La venda fue cayendo en los años de plomo y el último tirón fue en el 97, con el asesinato de Miguel Ángel Blanco. De matar ‘picoletos’, ETA pasó a masacrar a cualquiera que pasara por ahí; España era una democracia, pero la banda seguía a lo suyo, que no era evidentemente acabar con Franco y aquí paz y después gloria. Santiago de Pablo, catedrático de Historia Contemporánea de la UPV, ha dedicado muchas horas de estudio al reflejo del conflicto en el cine: en Creadores de sombra (Tecnos, 2017) analizó esta relación minuciosamente.
«El cine no ha evolucionado de manera distinta a la sociedad, que en los años 80 se olvidaba de las víctimas. Se ha pasado de un cine un poco condescendiente con ETA, donde se los veía como un grupo antifranquista y se presentaba como víctima a los etarras, a otro, ya hacia finales de los 90, en el que aparecen películas valientes, con una visión distinta. En los últimos años no creo que se pueda decir que adoctrine a favor de ETA». Sea por militancia, por fascinación romántica o por el contexto socio-político, muchos creadores comenzaron poniendo el foco en los etarras. Algunos persistieron y otros se retractaron. Un ejemplo muy gráfico de esta evolución lo representa Imanol Uribe, desde El proceso de Burgos y La fuga de Segovia en los 80 hasta Lejos del mar (2015).
Los últimos años han traído nuevas tendencias: la irrupción del humor en el conflicto y el auge de la perspectiva narrativa de las víctimas. Fe de etarras (Borja Cobeaga, 2017) es emblema de la primera. Pérez Velasco, que señala un sesgo «moderado» hacia los terroristas, lamenta el «insultante blanqueamiento» a través de la risa. No opina lo mismo De Pablo, para quien, mediante el humor, «si se hace bien», puede constatarse «lo absurdo del terrorismo y deslegitimarlo». En el segundo caso, la serie Patria (2020), a rebufo del bestseller de Aramburu, ha abierto una espita hacia obras que constatan la experiencia de las víctimas. Muchas de ellas, con la reconciliación de fondo.

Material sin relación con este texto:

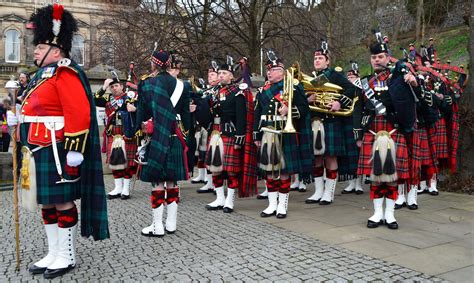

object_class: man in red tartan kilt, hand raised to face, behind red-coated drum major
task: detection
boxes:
[94,77,137,200]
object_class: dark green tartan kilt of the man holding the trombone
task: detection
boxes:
[258,134,301,174]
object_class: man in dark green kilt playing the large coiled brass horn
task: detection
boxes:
[306,41,356,205]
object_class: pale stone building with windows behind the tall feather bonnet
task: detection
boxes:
[0,0,131,97]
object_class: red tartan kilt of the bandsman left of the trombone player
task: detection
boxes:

Es el caso de la reciente Maixabel.
El documental, mientras, sigue siendo un terreno de disputa para el ‘relato’. Han ganado peso, una vez desaparecida la amenaza amordazante de las balas, los testimonios de las víctimas, que centran toda la obra de Iñaki Arteta, entre otros, pero, según advierte De Pablo, «hay filmes que vuelven a poner el acento en la visión de la izquierda abertzale, y presentan un conflicto de igual a igual en el que se reconoce que ETA no debe matar pero se habla de presos y de etarras exiliados». Es el caso de Euskal Herria eta Askatasuna, de Thomas Lacoste, que se emitió en ETB1. Pérez Velasco incide en la gran presencia de sesgo ideológico en las obras producidas por la televisión pública vasca, donde se exacerba el odio a lo español y se llega al caso de distribuir cintas en euskera sin subtítulos en castellano, aunque sí se haga en inglés.
Para este analista, que dedicó un estudio similar al cine sobre la Guerra Civil, la tendencia histórica desde inicios de la democracia en el tratamiento es el mismo en el caso del terrorismo que en el del conflicto fratricida: el sesgo cae mayoritariamente del lado republicano; el resto, neutralidad. Pero ese es otro ‘relato’.